Beginning July 10, Fridays will become the official worldwide album-release day in over 45 countries, an initiative led by the the International Federation of the Phonographic Industry, which represents over 1,300 record companies globally. Previously, different territories had different release dates. Here in the United States, Tuesday has been the traditional release day for decades, and the change is meant to help the music business align itself in the digital age on a global scale. Does any of this really matter to music fans? Well, here are five things you can expect after the shift:
Billboard and Nielsen will publish charts on a new schedule.
Going forward, streaming, album, and single-track sales will now be based on a Friday-through-Thursday period, and Billboard will publish new charts every Tuesday morning instead of on Thursdays, as it has done historically. From Billboard: “In response to the IFPI’s global release date announcement, Billboard and Nielsen Music will adjust the tracking weeks for most Billboard charts. Concurrently, Billboard’s rankings, including the Billboard 200 and Billboard Hot 100, and associated analytical stories, will shift their posting dates on Billboard.com.”
#NewMusicTuesday will be replaced by #NewMusicFriday on Twitter.
As part of a branding initiative, a “New Music Friday” campaign and website have been launched to maximize global awareness and trending-topic potential. So whatever #NewMusic hashtag (insofar as people actually use that hashtag) you’re used to on Twitter every week, expect it to be overtaken by #NewMusicFridays starting in July.

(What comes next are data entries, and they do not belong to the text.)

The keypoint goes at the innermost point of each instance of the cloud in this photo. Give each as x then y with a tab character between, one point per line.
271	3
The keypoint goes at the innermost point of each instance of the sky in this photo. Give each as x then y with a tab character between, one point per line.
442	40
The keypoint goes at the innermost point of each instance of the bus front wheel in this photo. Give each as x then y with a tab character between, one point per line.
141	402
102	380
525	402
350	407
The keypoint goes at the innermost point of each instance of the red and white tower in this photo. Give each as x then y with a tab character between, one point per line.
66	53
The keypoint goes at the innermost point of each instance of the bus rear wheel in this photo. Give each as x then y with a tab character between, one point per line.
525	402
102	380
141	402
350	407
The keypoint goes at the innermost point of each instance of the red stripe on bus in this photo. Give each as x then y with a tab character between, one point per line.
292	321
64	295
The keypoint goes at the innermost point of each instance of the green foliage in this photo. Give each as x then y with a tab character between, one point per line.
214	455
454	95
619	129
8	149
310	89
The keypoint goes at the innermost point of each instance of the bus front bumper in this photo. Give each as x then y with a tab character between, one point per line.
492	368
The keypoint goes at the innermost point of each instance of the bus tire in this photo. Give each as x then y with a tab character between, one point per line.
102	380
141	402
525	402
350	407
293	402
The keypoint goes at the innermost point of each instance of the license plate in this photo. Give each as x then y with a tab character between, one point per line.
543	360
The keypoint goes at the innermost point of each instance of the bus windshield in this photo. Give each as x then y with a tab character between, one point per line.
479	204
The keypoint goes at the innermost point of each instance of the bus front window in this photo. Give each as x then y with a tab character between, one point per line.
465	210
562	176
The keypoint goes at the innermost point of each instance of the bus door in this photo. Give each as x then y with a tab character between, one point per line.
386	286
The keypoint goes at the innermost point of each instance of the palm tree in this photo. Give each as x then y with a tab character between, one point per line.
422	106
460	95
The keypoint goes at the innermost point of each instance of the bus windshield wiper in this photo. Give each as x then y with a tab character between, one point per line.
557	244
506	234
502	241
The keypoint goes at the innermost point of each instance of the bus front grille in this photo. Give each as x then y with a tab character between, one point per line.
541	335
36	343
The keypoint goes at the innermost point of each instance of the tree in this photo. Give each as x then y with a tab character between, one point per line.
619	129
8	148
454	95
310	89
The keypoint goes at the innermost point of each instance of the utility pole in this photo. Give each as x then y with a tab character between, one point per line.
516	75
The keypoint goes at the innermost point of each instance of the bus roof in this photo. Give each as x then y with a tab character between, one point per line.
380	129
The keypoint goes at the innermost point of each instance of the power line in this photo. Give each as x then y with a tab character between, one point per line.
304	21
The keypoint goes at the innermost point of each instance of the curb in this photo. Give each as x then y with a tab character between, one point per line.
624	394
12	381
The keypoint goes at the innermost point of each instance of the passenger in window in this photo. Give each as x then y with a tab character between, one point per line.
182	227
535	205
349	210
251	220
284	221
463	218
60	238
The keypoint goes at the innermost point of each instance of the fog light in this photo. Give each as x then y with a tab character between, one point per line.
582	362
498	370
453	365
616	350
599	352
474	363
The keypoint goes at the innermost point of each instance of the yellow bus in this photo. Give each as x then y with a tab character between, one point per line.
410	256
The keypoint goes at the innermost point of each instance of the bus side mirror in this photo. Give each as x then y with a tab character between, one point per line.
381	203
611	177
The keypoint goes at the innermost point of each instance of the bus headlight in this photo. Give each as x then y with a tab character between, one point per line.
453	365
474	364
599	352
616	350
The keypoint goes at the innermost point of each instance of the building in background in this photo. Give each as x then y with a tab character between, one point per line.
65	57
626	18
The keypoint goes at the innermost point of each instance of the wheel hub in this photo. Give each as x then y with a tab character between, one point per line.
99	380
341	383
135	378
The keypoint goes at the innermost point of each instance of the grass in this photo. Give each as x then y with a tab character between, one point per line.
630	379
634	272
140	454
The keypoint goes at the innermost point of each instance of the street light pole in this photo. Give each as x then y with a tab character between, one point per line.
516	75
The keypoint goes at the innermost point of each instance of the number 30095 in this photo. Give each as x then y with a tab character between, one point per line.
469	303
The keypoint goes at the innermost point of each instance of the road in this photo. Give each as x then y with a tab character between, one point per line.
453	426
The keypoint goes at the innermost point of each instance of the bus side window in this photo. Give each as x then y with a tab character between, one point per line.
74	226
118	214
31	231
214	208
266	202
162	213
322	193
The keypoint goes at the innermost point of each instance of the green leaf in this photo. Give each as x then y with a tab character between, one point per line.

You’ll listen to more music on the weekends.
The change is also meant to give consumers ample opportunity to hear more music when they want it, and according to a study conducted by the IFPI, research shows music fans prefer to listen to and buy new music on Fridays and Saturdays.
Independent artists and labels may suffer.
Billboard reports Martin Mills, chairman and founder of Beggars Group, has been a vocal critic of switch. “I fear this move will also lead to a market in which the mainstream dominates, and the niche, which can be tomorrow’s mainstream, is further marginalized,” said Mills. “I fear it will further cement the dominance of the few — and that is exactly what it is intended to do.” While a global release day means fans can gain access to and coalesce around a new album at the same time, smaller acts may find it more difficult to break through.
There will potentially be fewer opportunities to pirate music.
Weeding out piracy is the record industry’s No. 1 objective with this change. Album sales are its lifeblood, and those numbers are at historic lows. It’s doubtful we’ll ever see any artist sell 2,415,859 units in a week ever again, like ‘N Sync did back in 2000, no matter what day it comes out, but having a coordinated global release plan should help prevent leaks.